Parallel zu den polnischen Gebietsverlusten an Russland wurde auch das Gebiet der Unierten Kirche von den orthodoxen Kirchen zurückgedrängt. Daß bei der Teilungen Polens 1772 und 1795 Galizien an Österreich fiel, bewahrte allein diesen äußersten Westen der Ukraine vor russischem Einfluss. Isoliert von den Russen und Kiew führten die Westukrainer in Galizien einen erbitterten Selbstbehauptungskampf gegen Polen und Österreicher, Katholiken und Unierte, der in ihnen allmählich den Glauben weckte, die einzigen „wahren“ Ukrainer zu sein. Hochburg eines im 19. Jahrhundert aufkommenden ukrainischen Nationalismus war daher nicht etwa das unter russischer Herrschaft stehende Kiew, sondern Galizien.

Beim Zusammenbruch Österreich-Ungarns und des russischen Zarenreiches kam Galizien gegen den Willen ukrainischer Nationalisten nicht an eine unabhängige Ukraine, sondern an Polen, die sich in Lemberg festgesetzt hatten. Nachdem die Sowjetunion im September 1939 das Gebiet militärisch besetzt und staatlich angegliedert hatte, deportierte sie etwa eine Million Polen und Ukrainer nach Sibirien. Bevor die Wehrmacht im Juni 1941 in das Gebiet einrückte, wurden durch den NKWD 24.000 aus politischen Gründen Gefangene liquidiert.[1]

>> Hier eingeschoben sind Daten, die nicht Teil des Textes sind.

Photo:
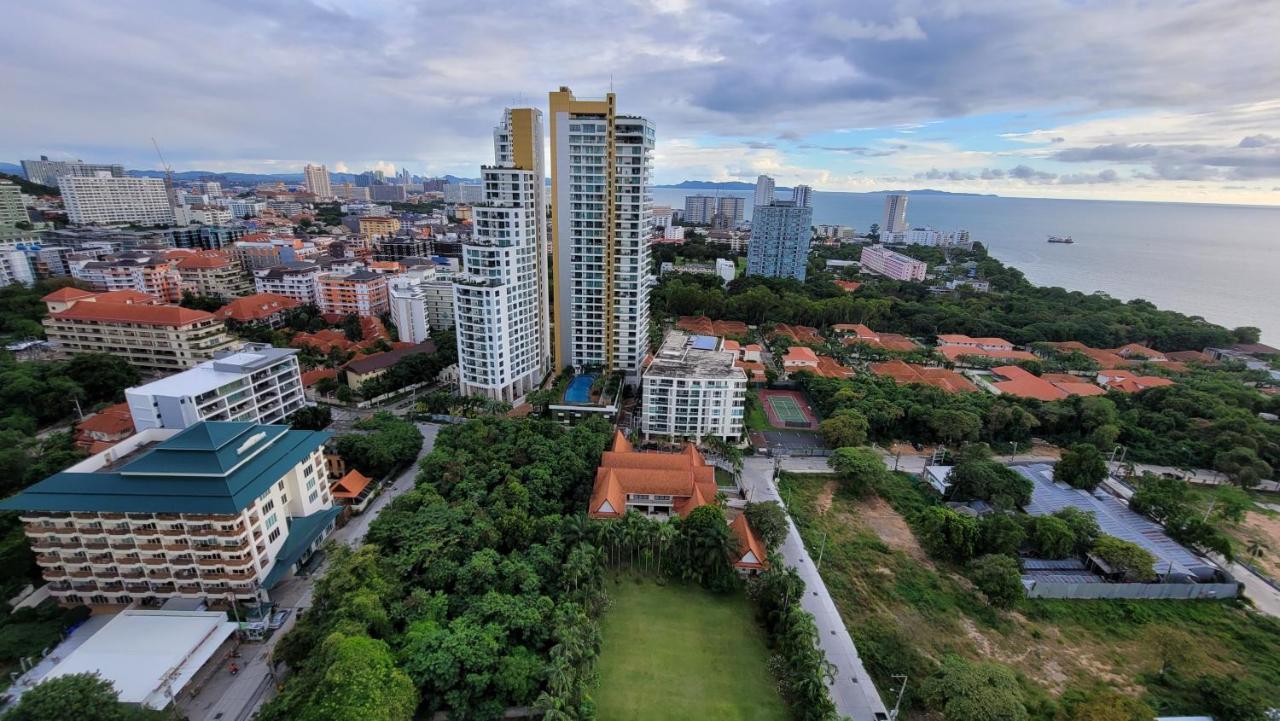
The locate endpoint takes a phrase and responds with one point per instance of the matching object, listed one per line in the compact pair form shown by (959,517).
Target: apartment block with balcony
(218,511)
(693,389)
(257,383)
(152,337)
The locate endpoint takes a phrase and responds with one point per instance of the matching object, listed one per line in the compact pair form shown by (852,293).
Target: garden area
(912,611)
(679,651)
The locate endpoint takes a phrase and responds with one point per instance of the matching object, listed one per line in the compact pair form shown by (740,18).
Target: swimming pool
(580,389)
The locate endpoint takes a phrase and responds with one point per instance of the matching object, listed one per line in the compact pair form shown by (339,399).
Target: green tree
(844,429)
(1125,558)
(1080,466)
(769,521)
(859,469)
(999,578)
(974,690)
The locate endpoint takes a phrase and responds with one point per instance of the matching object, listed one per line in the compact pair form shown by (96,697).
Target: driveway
(853,688)
(236,698)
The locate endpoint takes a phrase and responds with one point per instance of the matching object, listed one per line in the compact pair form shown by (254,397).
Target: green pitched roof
(200,470)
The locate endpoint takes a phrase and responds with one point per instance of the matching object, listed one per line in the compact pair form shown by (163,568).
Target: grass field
(681,652)
(905,612)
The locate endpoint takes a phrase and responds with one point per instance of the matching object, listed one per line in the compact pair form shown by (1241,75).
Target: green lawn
(681,652)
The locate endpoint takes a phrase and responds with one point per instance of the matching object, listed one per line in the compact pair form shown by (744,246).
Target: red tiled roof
(257,306)
(132,313)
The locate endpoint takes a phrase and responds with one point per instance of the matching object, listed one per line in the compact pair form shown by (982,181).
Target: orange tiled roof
(750,551)
(257,306)
(133,313)
(685,477)
(350,486)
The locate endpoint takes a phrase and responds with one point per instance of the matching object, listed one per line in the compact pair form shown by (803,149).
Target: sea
(1216,261)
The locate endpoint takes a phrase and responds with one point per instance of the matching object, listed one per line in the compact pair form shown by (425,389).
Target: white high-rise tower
(602,220)
(499,301)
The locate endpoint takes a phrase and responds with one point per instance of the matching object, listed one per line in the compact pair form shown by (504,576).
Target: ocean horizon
(1212,260)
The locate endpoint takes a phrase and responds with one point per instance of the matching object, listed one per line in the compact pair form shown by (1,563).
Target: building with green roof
(215,511)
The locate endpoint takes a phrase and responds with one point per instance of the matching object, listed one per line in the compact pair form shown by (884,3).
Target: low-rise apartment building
(361,292)
(152,337)
(216,511)
(693,388)
(257,383)
(883,261)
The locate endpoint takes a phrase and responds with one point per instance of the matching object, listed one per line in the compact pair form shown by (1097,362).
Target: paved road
(851,689)
(236,698)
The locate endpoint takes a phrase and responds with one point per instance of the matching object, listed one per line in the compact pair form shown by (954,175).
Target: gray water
(1217,261)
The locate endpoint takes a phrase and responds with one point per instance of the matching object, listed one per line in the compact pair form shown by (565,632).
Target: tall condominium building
(781,233)
(106,200)
(256,383)
(895,214)
(763,191)
(693,389)
(801,196)
(316,178)
(361,292)
(12,210)
(699,209)
(152,337)
(499,300)
(730,210)
(602,220)
(878,259)
(46,172)
(214,511)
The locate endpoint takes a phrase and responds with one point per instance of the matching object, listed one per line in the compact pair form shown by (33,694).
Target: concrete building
(12,210)
(152,337)
(362,292)
(499,301)
(215,511)
(297,279)
(895,214)
(145,273)
(699,209)
(763,191)
(316,178)
(257,384)
(883,261)
(48,172)
(213,273)
(801,196)
(109,200)
(602,222)
(693,389)
(781,233)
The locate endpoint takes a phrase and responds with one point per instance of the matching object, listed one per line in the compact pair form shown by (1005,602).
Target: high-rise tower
(602,219)
(499,301)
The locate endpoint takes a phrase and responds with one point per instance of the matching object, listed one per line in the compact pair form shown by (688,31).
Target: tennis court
(787,409)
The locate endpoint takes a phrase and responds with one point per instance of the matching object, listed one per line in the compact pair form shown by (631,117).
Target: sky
(1164,100)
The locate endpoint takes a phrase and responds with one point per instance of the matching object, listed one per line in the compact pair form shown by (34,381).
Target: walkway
(851,689)
(236,698)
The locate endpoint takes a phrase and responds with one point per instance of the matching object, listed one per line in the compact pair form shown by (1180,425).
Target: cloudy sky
(1143,100)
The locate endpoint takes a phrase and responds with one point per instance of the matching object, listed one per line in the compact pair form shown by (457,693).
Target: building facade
(895,214)
(883,261)
(109,200)
(499,299)
(216,511)
(693,389)
(781,233)
(152,337)
(602,222)
(256,383)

Ethnische und religiöse Betrachtungsweise

Während im Osten und Süden in den neuen Regionen zwischen Charkiw und Odessa die russische Minderheit dominiert, stellen Ukrainer in den westlichen und zentralen Regionen sowie Kiew die Bevölkerungsmehrheit – östlich von Kiew auch in Tschernihiw, Sumy, Poltawa, Kirowohrad, Tscherkassy.

Im Gegensatz zu den zumeist atheistischen, russisch-orthodox oder ukrainisch-orthodoxen (mit Bekenntnis zum Moskauer Patriarchat) Bewohnern der Ostukraine sind die Bewohner der Westukraine und Kiews zumeist Katholiken, Unierte und Ukrainisch-Orthodoxe mit Bekenntnis zum Kiewer Patriarchat.

Die ukrainische Sprache dominiert vor der russischen, im äußersten Westen ist die russische Sprache teilweise überhaupt nicht verbreitet. In Galizien gibt es noch immer eine kleine polnische und sogar deutsche Minderheit (Katholiken), in der Karpatoukraine leben zahlreiche weitere (z. T. sogar protestantische) nichtukrainische und westukrainische Minderheiten.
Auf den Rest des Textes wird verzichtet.